CONCEPT Cited by 1 source
Observability cost scaling¶
Definition¶
Observability cost scaling describes the phenomenon where the cost of monitoring, logging, and metrics collection grows linearly or super-linearly with tenant/account count in multi-tenant systems, and can exceed the cost of the compute resources being monitored. This creates a cost inversion where you pay more to observe the system than to run it.
The ProGlove case¶
At ~$3/account/month for forwarding CloudWatch logs and metrics to a third-party observability platform, the cost was negligible at dozens of accounts. At thousands of accounts, it nearly doubled the total cloud bill — exceeding Lambda compute and DynamoDB storage costs combined.
"What came as a surprise to us were the actual cost drivers: instead of Lambda compute or storage costs, we found that forwarding all observability data almost doubled our cloud bill." (Source: sources/2026-06-29-aws-lessons-learned-from-scaling-to-1-million-lambda-functions)
Mitigation strategies¶
- Priority-based data segregation. Differentiate high-priority telemetry (error rates, latency spikes) from low-priority data (debug logs, verbose traces). Only forward the high-priority subset continuously.
- Idle-account hibernation. For accounts with no active workload, reduce monitoring to a minimal set of "heartbeat" metrics. ProGlove switched accounts to "almost 0" observability after inactivity.
- Local pre-aggregation. Aggregate metrics at the account level before forwarding, reducing per-event transmission cost.

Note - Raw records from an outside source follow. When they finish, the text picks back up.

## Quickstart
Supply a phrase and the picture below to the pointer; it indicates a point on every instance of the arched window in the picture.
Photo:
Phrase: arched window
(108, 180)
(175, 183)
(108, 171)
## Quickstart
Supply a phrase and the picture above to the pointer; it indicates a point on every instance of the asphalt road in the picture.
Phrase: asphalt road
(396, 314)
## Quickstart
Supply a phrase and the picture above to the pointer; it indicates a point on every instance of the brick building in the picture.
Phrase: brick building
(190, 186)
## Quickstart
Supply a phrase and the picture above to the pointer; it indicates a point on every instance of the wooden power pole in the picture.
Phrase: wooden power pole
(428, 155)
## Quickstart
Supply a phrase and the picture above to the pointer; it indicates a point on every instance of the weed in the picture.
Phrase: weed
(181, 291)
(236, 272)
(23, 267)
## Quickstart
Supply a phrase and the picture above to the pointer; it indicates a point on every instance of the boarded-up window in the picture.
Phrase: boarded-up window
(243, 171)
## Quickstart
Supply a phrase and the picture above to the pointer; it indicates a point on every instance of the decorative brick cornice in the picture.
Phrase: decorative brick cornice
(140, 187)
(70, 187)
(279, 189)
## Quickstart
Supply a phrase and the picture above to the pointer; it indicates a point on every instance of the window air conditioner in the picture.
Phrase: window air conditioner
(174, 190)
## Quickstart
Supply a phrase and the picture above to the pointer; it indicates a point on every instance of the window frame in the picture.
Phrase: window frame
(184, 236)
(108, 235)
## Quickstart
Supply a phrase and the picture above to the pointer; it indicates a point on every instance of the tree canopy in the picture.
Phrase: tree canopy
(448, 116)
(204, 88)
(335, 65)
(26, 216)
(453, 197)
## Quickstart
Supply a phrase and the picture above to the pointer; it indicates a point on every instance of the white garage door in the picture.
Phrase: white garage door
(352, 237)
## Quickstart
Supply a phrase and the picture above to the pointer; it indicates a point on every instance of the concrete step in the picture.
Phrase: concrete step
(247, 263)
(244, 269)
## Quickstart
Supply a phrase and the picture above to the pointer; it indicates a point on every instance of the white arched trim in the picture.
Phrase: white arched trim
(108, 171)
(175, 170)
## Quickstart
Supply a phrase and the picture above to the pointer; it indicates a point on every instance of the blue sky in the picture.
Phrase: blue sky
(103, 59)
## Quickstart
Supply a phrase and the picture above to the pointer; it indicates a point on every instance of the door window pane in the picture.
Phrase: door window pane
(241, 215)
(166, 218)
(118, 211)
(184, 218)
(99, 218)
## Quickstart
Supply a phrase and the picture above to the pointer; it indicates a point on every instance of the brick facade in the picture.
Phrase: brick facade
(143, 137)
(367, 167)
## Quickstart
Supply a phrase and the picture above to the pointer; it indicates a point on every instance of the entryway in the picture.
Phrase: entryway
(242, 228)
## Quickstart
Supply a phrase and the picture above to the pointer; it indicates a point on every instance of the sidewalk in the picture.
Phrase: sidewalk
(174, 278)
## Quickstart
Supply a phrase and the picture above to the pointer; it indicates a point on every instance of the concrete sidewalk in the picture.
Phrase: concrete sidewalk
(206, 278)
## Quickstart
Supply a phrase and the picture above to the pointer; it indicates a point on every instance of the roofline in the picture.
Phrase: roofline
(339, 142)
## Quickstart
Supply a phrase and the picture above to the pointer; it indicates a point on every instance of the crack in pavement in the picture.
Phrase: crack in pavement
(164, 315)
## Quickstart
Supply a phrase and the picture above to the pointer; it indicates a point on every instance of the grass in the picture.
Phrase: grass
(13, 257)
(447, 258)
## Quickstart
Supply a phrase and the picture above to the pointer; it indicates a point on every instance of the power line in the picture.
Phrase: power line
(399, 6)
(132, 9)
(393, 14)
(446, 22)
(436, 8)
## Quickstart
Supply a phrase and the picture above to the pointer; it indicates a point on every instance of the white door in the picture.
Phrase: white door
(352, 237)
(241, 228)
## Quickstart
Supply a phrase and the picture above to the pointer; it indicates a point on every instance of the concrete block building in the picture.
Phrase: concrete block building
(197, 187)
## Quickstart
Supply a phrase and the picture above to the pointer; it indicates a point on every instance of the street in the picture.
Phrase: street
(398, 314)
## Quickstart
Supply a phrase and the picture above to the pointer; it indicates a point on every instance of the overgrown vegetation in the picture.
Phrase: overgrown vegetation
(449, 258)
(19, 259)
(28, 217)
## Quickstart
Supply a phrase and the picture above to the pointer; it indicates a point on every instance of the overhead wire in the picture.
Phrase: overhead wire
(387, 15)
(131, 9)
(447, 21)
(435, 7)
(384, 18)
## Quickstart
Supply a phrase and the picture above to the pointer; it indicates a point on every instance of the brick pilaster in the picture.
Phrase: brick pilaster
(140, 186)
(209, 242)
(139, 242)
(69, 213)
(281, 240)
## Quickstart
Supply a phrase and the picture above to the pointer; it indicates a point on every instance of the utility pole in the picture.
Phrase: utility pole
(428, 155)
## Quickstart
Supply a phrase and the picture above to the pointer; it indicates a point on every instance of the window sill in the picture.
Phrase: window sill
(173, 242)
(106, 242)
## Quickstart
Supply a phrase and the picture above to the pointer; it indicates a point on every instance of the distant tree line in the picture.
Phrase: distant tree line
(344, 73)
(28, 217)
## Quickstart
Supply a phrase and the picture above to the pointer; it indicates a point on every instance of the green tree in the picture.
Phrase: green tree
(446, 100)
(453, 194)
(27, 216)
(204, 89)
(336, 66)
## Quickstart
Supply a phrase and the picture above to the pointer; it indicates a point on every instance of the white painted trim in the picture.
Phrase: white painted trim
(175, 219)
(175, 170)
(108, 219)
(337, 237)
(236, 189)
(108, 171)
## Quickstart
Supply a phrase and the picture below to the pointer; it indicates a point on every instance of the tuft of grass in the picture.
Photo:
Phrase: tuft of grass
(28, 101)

- Tiered retention. Short retention for verbose data, long retention only for aggregated summaries.
ProGlove reduced from ~$3/account to ~$0.70/account with these combined mitigations — a 77% reduction.
Architectural implication¶
In scale-to-zero architectures, the monitoring tax creates a practical floor: even if compute truly scales to zero, the cost of knowing the system is healthy cannot. True "zero" is "almost-zero" — the monitoring floor dominates idle cost.
Seen in¶
- sources/2026-06-29-aws-lessons-learned-from-scaling-to-1-million-lambda-functions — observability costs at $3/account nearly doubled ProGlove's cloud bill; optimized to $0.70/account.